This markdown describes each field in the format "Datatype - [field description]".
-
When reading in data in Python, utilize "dtype" parameter of the "pd.read_csv()" command to retain proper formatting of string padded fields. The "dtype" parameter can be set equal to the "official_datatypes" dictionary provided below for every precinct file except for the individual state file for Texas. Texas provides voter turnout percentage statistics which were retained in the "votes" column, so "votes" will need to be read as float dtype for this individual file.
-
official_dtypes = {'precinct':str,'office':str, 'party_detailed':str, 'party_simplified':str,'mode':str,'votes':int, 'county_name':str, 'county_fips':str, 'jurisdiction_name':str,'jurisdiction_fips':str, 'candidate':str, 'district':str, 'dataverse':str,'year':int, 'stage':str, 'state':str, 'special':str, 'writein':str, 'state_po':str, 'state_fips':str, 'state_cen':str, 'state_ic':str, 'date':str, 'readme_check':str,'magnitude':int}
string - Identifier for the smallest election reporting unit of a state.
string - The field which contains the name of the elected position for the race.
string - The party name for the given entry. Propositions, amendments, and other referenda are left as blank "".
string - The party name for the given entry simplified to one of the following: DEMOCRAT, REPUBLICAN, LIBERTARIAN, OTHER, and NONPARTISAN. Propositions, amendments, and other referenda are left as blank "".
string - The voting mode for how the election results are reported. For results that do not offer disaggregation by mode, it will be "TOTAL". For other states that do offer the distinction, then some common entries might include: ABSENTEE, ELECTRONIC, ELECTION DAY, PROVISIONAL, ONE-STOP, etc.
int - The numeric value of votes for a given entry.
string - The name of the county.
NOTE: Will be empty for AK
string - The Census 5-digit code for a given county. Structured such that the first two digits are the state fips, and the last three digits are the county part of the fips. Each component is string padded such that if a state's or county's fip is one digit, i.e. AL, then padded such that it might take the form of "01020".
NOTE: Will be empty for AK
NOTE: Field will often be converted to an int when reading CSV, resulting in dropping of leading zeros. Specify datatype for this field when reading file to avoid.
string - The name for the jurisdiction. With the exception of New England states, Wisconsin, and Alaska, these will be the same as the county_name. For the New England states, these will be the town names.
NOTE: For AK, will be the state senate districts (1 - 40) for jurisdictions.
string - The fips code for the jurisdiction, which will be the same as the county fips for every state except New England states, Wisconsin, and Alaska. Just as with county fips, these varaibles are string padded, though the fips will be 10 digits.

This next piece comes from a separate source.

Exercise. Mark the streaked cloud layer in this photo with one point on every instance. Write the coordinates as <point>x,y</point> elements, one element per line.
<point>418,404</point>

NOTE: For AK, will be the state senate districts (1 - 40) for jurisdictions, taking form of 020SD
NOTE: Field will often be converted to an int when reading CSV, resulting in dropping of leading zeros. Specify datatype for this field when reading file to avoid.
string - The candidate name.
NOTE: Retention elections include the name of the candidate and the yes/no option
string - The district identifier for the race, given that it is substate. If the district is a state legislative or U.S. House race, then the district is string padded to be 3 digits long and with zeroes, i.e. State Senate district 3 would be equal to "003". Other substate units (wards, seats, etc) with multiple level are included if given, i.e. State District Court of the Sixth district and seat C, would be "006, seat C". For candidates with state wide jurisdictions, district is "STATEWIDE". For races without district info, the field is left blank "".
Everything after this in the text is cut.